Rain Prediction in Australia

About the Data Set

The data set used for this project originates from the Australian Government's Bureau of Meteorology and can be accessed here. The dataset used in this project includes additional columns such as 'RainToday,' and the target variable is 'RainTomorrow,' which was obtained from Rattle.

Import the Required Libraries

import pandas as pd
from sklearn.linear_model import LogisticRegression
from sklearn.linear_model import LinearRegression
from sklearn import preprocessing
import numpy as np
from sklearn.neighbors import KNeighborsClassifier
from sklearn.model_selection import train_test_split
from sklearn.neighbors import KNeighborsClassifier
from sklearn.tree import DecisionTreeClassifier
from sklearn import svm
from sklearn.metrics import jaccard_score
from sklearn.metrics import f1_score
from sklearn.metrics import log_loss
from sklearn.metrics import confusion_matrix, accuracy_score
import sklearn.metrics as metrics

Importing the Dataset

df = pd.read_csv("Weather_Data.csv")
df.head()

Data Preprocessing

One-Hot Encoding

First, we perform one-hot encoding to convert categorical variables to binary variables.

df_sydney_processed = pd.get_dummies(data=df, columns=['RainToday', 'WindGustDir', 'WindDir9am', 'WindDir3pm'])

Next, we replace the values in the 'RainTomorrow' column, changing them from categorical to binary (0 for 'No' and 1 for 'Yes').

df_sydney_processed.replace(['No', 'Yes'], [0, 1], inplace=True)

Training Data and Test Data

We split the data into training and testing sets.
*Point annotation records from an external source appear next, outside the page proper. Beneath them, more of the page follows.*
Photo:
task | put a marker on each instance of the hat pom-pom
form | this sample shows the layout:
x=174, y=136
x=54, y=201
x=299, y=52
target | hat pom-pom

df_sydney_processed.drop('Date', axis=1, inplace=True)
df_sydney_processed = df_sydney_processed.astype(float)

features = df_sydney_processed.drop(columns='RainTomorrow', axis=1)
Y = df_sydney_processed['RainTomorrow']

Linear Regression

We use the Linear Regression model and evaluate its performance.

x_train, x_test, Y_train, Y_test = train_test_split(features, Y, test_size=.2, random_state=10)

LinearReg = LinearRegression()
LinearReg.fit(x_train, Y_train)

predictions = LinearReg.predict(x_test)

K-Nearest Neighbors (KNN)

We use the K-Nearest Neighbors classifier and assess its performance.

k = 4
KNN = KNeighborsClassifier(n_neighbors=k).fit(x_train, Y_train)
predictions2 = KNN.predict(x_test)

Decision Tree Classifier

We employ the Decision Tree classifier and evaluate its performance.

Tree = DecisionTreeClassifier()
Tree = Tree.fit(x_train, Y_train)
predictions3 = Tree.predict(x_test)

Logistic Regression

Lastly, we use Logistic Regression and assess its performance.

x_train2, x_test2, Y_train2, Y_test2 = train_test_split(features, Y, test_size=.2, random_state=1)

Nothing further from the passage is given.